Department of Surgery and Anaesthesia, University of Otago, Wellington, New Zealand.
Emergency Department, Hutt Valley Hospital, Lower Hutt, New Zealand.
Emerg Med Australas. 2021 Aug;33(4):718-727. doi: 10.1111/1742-6723.13726. Epub 2021 Jan 26.
There is limited research from Australasian EDs describing the demographic make-up, injury severity and impact of alcohol in patients requiring computed tomography (CT) for suspected traumatic brain injury (TBI). The present study aims to review the frequency and presenting patterns of patients who consume alcohol prior to presenting with suspected TBI.
Retrospective observational study of patients referred for head CT to exclude TBI from a major referral centre and regional ED in New Zealand, between 1 September 2018 and 31 August 2019. Comparison groups were defined as 'alcohol involved' or 'no alcohol involved'.
97/425 (22.8% [95% CI 18.3-27.4]) of included TBI presentations involved alcohol. 73/97 (75.3% [95% CI 58.6-93.5]) were male and 41/97 (42.3% [95% CI 29.3-55.2]) were aged 18-30 years. The alcohol group were more likely to report assault as the injury mechanism (19.6% [95% CI 10.8-28.4] vs 5.2% [95% CI 2.7-7.7], P < 0.05) and have Glasgow Coma Scale scores reflecting more moderate (13.5% [95% CI 5.9-21.1] vs 3.5% [95% CI 1.5-5.6]) and severe (5.6% [95% CI 0.7-10.5] vs 3.2% [95% CI 1.2-5.2] TBI. Presentation times post-injury were delayed compared to the no alcohol group (3.4 h [interquartile range 1.9-14.8] vs 2.8 h [interquartile range 1.8-6.6], P < 0.05).
One quarter of patients with suspected TBI had consumed alcohol prior to their injury.
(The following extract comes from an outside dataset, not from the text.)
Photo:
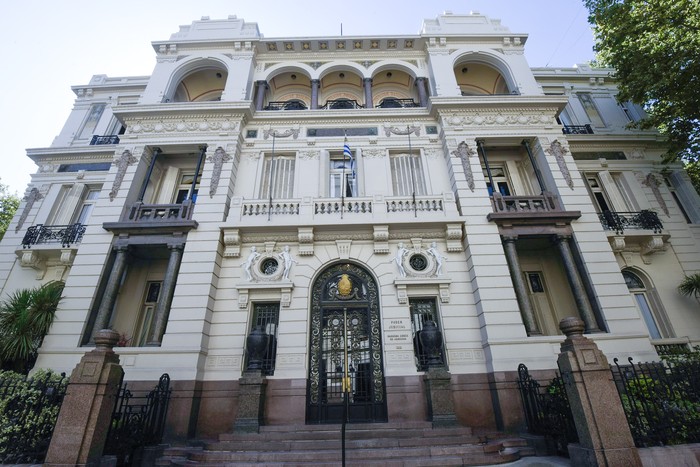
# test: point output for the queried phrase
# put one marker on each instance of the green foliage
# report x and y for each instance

Predominantly, those affected were young males who reported higher rates of assault; however, alcohol use was recorded in all age groups and sex. Alcohol-affected patients presented later, potentially delaying time to diagnosis. The present study supports the call for public health interventions that aim to reduce alcohol misuse.
在澳大利亚急诊医学中,关于因疑似创伤性脑损伤(TBI)而接受计算机断层扫描(CT)检查的患者的人口统计学特征、损伤严重程度和酒精影响的研究有限。本研究旨在回顾在疑似 TBI 就诊前有饮酒史的患者的频率和就诊模式。
这是一项回顾性观察性研究,对新西兰一家主要转诊中心和地区急诊室在 2018 年 9 月 1 日至 2019 年 8 月 31 日期间因疑似 TBI 而接受头部 CT 检查的患者进行研究。比较组定义为“有酒精摄入”或“无酒精摄入”。
425 例 TBI 患者中有 97 例(22.8%[95%CI 18.3-27.4%])有酒精摄入。97 例中有 73 例(75.3%[95%CI 58.6-93.5%])为男性,41 例(42.3%[95%CI 29.3-55.2%])年龄在 18-30 岁之间。与无酒精组相比,酒精组更有可能报告因袭击而受伤(19.6%[95%CI 10.8-28.4%] vs 5.2%[95%CI 2.7-7.7%],P<0.05),格拉斯哥昏迷量表评分反映出更中度(13.5%[95%CI 5.9-21.1%] vs 3.5%[95%CI 1.5-5.6%])和重度(5.6%[95%CI 0.7-10.5%] vs 3.2%[95%CI 1.2-5.2%]TBI。与无酒精组相比,受伤后就诊时间延迟(3.4 小时[四分位间距 1.9-14.8] vs 2.8 小时[四分位间距 1.8-6.6],P<0.05)。
四分之一疑似 TBI 的患者在受伤前有饮酒史。受影响的主要是年轻男性,他们报告的袭击率更高;然而,所有年龄组和性别都记录到了酒精摄入。酒精组患者就诊时间较晚,可能会延迟诊断时间。本研究支持呼吁采取公共卫生干预措施,以减少酒精滥用。